Local authority employers were today putting the final touches to a surprise last-minute pay package to increase firefighters' salaries to more than £25,000.

The move is seen as a desperate bid to avert an eight-day strike due to start at 9am tomorrow (Friday).

Leading negotiators were drawing up the package which would increase pay by 16 per cent from the present £21,500 to £25,000 outside London and £28,000 in the capital by this time next year.

Today West Yorkshire Fire Brigades' Union spokesman Mick Headon said: "This is the best position we have been in so far."

"Most firefighters would look at 16 per cent seriously but it depends how it is tied into conditions of service. Money is not the only issue now."

But he said he felt tomorrow's stoppage would still go ahead as terms of the deal had to be thrashed out by union chiefs.
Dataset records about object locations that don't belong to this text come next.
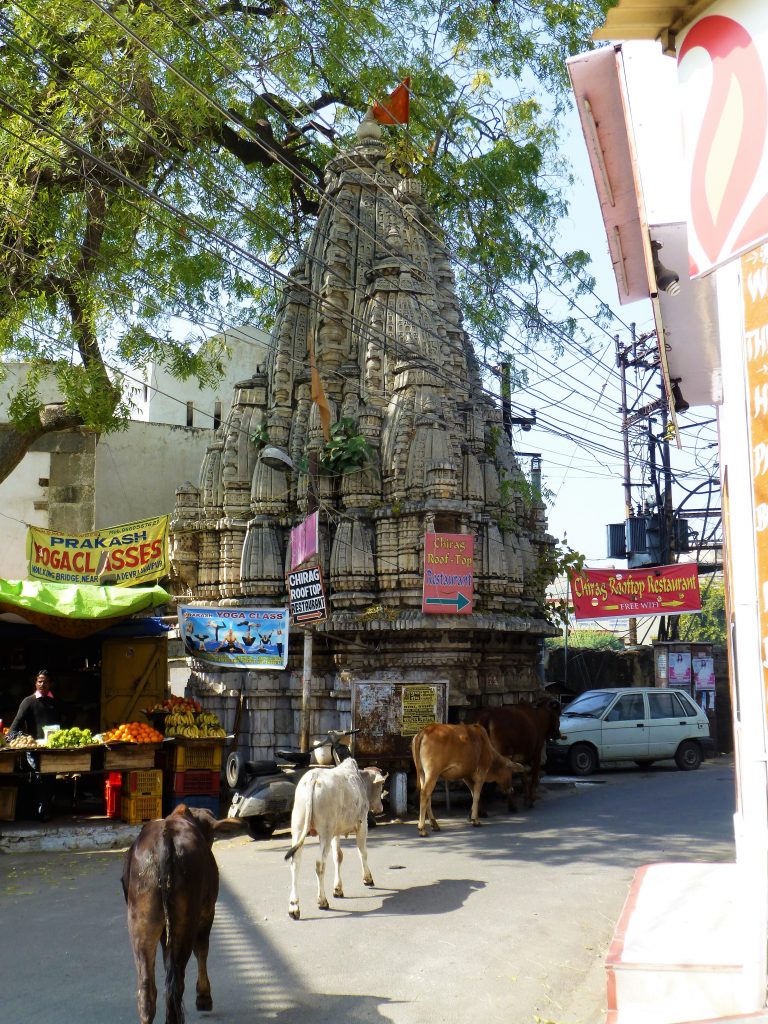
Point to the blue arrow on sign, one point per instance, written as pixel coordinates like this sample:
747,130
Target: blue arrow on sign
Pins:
460,601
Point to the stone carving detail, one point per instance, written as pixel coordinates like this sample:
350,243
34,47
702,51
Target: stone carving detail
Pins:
375,300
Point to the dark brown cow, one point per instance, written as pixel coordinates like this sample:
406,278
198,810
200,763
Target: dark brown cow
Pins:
170,881
454,752
520,731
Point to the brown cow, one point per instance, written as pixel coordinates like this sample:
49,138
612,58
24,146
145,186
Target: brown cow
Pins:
454,752
170,882
520,731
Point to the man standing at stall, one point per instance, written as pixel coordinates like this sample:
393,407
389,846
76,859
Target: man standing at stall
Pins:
36,711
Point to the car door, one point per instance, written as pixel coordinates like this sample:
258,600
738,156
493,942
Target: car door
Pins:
625,736
670,721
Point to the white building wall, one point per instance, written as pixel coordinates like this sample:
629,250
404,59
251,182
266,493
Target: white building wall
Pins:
165,399
139,469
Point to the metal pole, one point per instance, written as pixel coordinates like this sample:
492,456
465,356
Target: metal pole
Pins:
306,675
622,363
306,691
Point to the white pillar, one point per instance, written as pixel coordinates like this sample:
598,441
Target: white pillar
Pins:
751,819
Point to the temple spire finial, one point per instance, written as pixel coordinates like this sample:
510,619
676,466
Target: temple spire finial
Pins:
369,128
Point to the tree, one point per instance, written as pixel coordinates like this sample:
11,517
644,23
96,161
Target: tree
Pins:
707,626
160,160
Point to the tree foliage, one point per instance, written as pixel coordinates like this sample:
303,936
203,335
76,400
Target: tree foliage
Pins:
709,625
158,159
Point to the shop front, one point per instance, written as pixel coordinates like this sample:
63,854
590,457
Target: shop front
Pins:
105,654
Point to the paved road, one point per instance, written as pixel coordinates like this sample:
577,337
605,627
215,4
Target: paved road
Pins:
508,924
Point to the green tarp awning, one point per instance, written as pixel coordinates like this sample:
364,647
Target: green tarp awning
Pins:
76,609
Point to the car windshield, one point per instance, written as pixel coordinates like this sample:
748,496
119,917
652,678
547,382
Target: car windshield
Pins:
590,705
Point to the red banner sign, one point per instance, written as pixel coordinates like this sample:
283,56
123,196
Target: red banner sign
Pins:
663,590
449,573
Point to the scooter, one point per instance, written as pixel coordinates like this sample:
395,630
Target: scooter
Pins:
263,791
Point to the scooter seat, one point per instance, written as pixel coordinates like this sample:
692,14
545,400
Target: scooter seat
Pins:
301,759
254,768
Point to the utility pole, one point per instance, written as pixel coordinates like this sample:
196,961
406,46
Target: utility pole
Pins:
622,364
306,675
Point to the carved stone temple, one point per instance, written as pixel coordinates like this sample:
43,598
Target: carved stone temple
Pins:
376,298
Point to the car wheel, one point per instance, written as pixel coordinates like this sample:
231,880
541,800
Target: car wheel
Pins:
582,759
688,756
260,827
233,770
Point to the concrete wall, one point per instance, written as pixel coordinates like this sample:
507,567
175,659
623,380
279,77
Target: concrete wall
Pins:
79,481
137,470
165,399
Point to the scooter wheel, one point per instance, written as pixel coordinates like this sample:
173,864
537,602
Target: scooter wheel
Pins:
259,828
235,770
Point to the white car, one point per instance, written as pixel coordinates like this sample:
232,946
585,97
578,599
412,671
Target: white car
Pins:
640,724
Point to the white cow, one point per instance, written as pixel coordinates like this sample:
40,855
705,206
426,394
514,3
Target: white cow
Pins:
333,802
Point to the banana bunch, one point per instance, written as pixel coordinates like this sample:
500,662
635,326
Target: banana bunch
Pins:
209,725
186,724
181,723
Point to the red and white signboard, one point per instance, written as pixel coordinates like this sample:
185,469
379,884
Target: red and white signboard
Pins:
663,590
449,573
723,74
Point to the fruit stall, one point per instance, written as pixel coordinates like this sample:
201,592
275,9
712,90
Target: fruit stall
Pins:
145,768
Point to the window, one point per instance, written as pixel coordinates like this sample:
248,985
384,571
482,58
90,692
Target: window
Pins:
666,706
627,709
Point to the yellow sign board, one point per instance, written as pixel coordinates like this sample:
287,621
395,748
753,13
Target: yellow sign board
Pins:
120,556
419,708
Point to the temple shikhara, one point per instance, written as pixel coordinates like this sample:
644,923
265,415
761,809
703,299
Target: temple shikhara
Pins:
374,303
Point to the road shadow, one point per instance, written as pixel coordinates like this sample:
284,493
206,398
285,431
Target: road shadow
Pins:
441,896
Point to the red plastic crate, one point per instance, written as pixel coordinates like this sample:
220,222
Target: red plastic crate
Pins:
194,781
113,795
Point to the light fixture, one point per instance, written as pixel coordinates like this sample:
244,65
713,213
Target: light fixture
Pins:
275,459
681,406
667,280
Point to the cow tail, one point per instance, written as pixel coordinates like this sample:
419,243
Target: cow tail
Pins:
173,975
416,754
308,812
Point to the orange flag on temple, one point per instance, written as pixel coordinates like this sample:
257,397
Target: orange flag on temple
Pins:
317,393
395,109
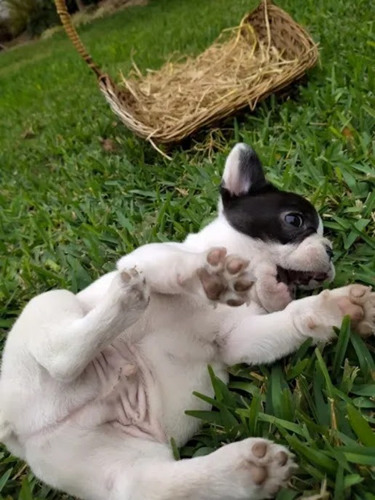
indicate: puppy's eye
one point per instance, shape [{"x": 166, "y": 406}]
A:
[{"x": 295, "y": 220}]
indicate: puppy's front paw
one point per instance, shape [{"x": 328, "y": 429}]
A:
[
  {"x": 225, "y": 278},
  {"x": 131, "y": 288},
  {"x": 329, "y": 308}
]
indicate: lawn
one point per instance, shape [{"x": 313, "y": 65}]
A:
[{"x": 70, "y": 208}]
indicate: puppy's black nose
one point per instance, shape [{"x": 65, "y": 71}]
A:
[{"x": 329, "y": 252}]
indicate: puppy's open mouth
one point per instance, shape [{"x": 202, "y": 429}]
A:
[{"x": 294, "y": 278}]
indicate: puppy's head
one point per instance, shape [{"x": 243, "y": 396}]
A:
[{"x": 285, "y": 229}]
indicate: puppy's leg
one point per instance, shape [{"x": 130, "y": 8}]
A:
[
  {"x": 265, "y": 338},
  {"x": 66, "y": 339},
  {"x": 212, "y": 274},
  {"x": 115, "y": 467}
]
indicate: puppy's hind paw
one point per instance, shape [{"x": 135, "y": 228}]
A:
[
  {"x": 258, "y": 468},
  {"x": 225, "y": 278}
]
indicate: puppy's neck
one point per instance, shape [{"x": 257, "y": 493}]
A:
[{"x": 220, "y": 233}]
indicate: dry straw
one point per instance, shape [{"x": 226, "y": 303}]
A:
[{"x": 265, "y": 53}]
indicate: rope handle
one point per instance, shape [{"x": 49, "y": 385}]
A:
[{"x": 73, "y": 35}]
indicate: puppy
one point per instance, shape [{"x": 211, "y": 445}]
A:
[{"x": 94, "y": 385}]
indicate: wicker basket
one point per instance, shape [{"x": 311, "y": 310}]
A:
[{"x": 265, "y": 53}]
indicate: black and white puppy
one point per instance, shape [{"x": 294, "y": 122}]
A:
[{"x": 94, "y": 385}]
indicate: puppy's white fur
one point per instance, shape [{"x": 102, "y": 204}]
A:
[{"x": 94, "y": 385}]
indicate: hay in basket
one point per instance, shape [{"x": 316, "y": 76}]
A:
[{"x": 265, "y": 53}]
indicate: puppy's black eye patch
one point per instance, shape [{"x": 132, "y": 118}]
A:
[{"x": 293, "y": 219}]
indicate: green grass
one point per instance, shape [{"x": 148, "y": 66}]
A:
[{"x": 69, "y": 209}]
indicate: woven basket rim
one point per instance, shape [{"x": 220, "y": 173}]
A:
[{"x": 115, "y": 95}]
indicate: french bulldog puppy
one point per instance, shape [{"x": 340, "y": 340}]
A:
[{"x": 94, "y": 385}]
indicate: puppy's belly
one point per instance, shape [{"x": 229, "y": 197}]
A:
[{"x": 125, "y": 383}]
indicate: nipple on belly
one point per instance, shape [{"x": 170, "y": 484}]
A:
[{"x": 129, "y": 370}]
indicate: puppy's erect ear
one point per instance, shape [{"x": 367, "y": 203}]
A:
[{"x": 243, "y": 172}]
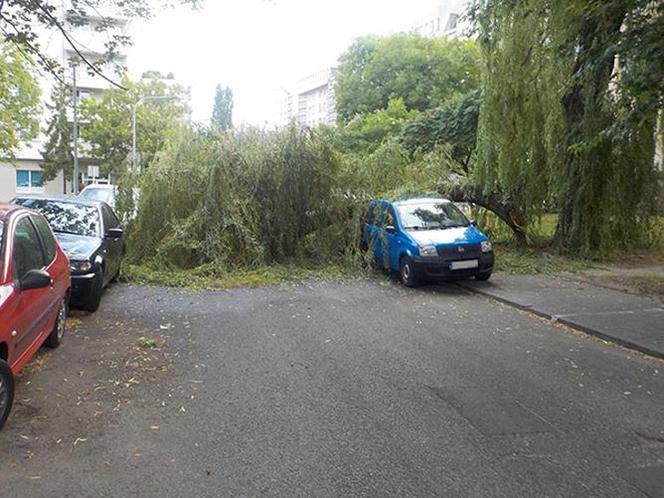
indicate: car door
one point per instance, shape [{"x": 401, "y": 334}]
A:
[
  {"x": 391, "y": 233},
  {"x": 379, "y": 239},
  {"x": 57, "y": 272},
  {"x": 34, "y": 305},
  {"x": 112, "y": 246}
]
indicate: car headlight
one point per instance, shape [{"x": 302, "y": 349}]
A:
[
  {"x": 80, "y": 265},
  {"x": 428, "y": 251}
]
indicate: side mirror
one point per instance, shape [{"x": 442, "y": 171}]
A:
[
  {"x": 35, "y": 279},
  {"x": 114, "y": 233}
]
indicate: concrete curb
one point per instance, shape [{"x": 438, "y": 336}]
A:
[{"x": 626, "y": 343}]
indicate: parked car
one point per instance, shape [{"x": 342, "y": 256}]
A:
[
  {"x": 91, "y": 236},
  {"x": 34, "y": 290},
  {"x": 426, "y": 238}
]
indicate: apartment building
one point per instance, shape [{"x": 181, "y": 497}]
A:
[
  {"x": 445, "y": 20},
  {"x": 311, "y": 102},
  {"x": 24, "y": 174}
]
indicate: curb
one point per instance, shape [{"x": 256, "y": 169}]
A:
[{"x": 626, "y": 343}]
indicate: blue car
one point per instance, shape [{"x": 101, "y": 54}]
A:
[{"x": 426, "y": 238}]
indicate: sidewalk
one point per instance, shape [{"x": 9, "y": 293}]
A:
[{"x": 634, "y": 321}]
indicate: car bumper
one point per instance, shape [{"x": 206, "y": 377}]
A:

"Right now I think the strike will still go-ahead - but hopefully not. There is a massive difference between a 48-hour strike and an eight-day strike. But the membership will see this through to the bitter end."

And Mick Goodwin, chairman of the Shipley station branch of the FBU, who is pictured with colleagues, warned: "If this new offer is as insulting as the last one then the public can expect to find us on strike tomorrow."

Any deal would be heavily tied to an agreement with the FBU on modernisation measures and would probably have to be sanctioned by the Government's spending watchdog the Audit Commission. Details of the package were being explained to a meeting of the full employers' body this morning in the hope negotiations with the union could resume today.

The employers would make no official comment last night but a source told PA News that an "absolutely exceptional deal" was being drawn up.

It is understood the initial payment would remain at 4 per cent but there would be staged rises over the next year, each one linked to modernisation.

The union is campaigning for a 40 per cent pay rise and has already rejected an offer worth 11.3 per cent over two years.

Officials softened their line following a 48-hour strike last week amid suggestions that an offer of about 16 per cent, taking pay to £25,000, would be enough to get talks back on track.

The initial four per cent would be back-dated to November 7 in return for "meaningful discussions" and pay would rise to the new rates only if the FBU agreed to "deliverable change".

But a huge gulf remained between the employers' idea of change and the union's modernisation proposals.

Many of the employers' recommendations were submitted to the controversial review into the fire service headed by Sir George Bain, which was angrily rejected by the union.

The employers said they were prepared to look at the union's proposals, which centre on measures to prevent fires and road accidents, rather than the employers' aim of ending the ban on overtime and changing shift patterns.

"Hopefully they will call off the strike, accept this is a fair offer and we can get down to talking," said the source. The office of Deputy Prime Minister John Prescott stressed last night there was no extra money from the Government.

A spokeswoman said anything above the four per cent already offered for this year would have to be in return for modernisation of the fire service along the lines of recommendations in the Bain Report. But Mr Goodwin said some recommendations in the Bain report would put lives at risk.

"The Bain review proposes working practices which effectively leave less firefighters on duty at night, when people are most at risk resulting in longer response times and greatly reducing the chances of survival," he said.

Today West Yorkshire Chief Fire Officer Phil Toase warned that an eight-day strike could have dire consequences.

"Over the two-day period we did cope, but I think they are the correct words to use, we coped," he said. "Eight days is obviously a lot longer and the strain on everybody is a great deal more."

Senior surgeons in Bradford have been warned of the increased risk of having to carry out amputations on people trapped in road traffic accidents if the strike goes ahead.

Green Goddesses lack the cutting equipment normally carried by firefighters and this will lead to people in accidents being trapped for longer.

As part of detailed contingency plans being drawn up by Bradford Hospitals NHS Trust, operations directors will ensure consultant vascular surgeons, general surgeons, trauma surgeons and consultant anaesthetists, on call during any industrial action are available to attend accident scenes at short notice.

Mobile medical teams made up of experienced senior clinicians will be available to attend serious road accidents on a regional basis. Full contingency plans in the event of a fire service strike were presented to members of the Trust's board yesterday.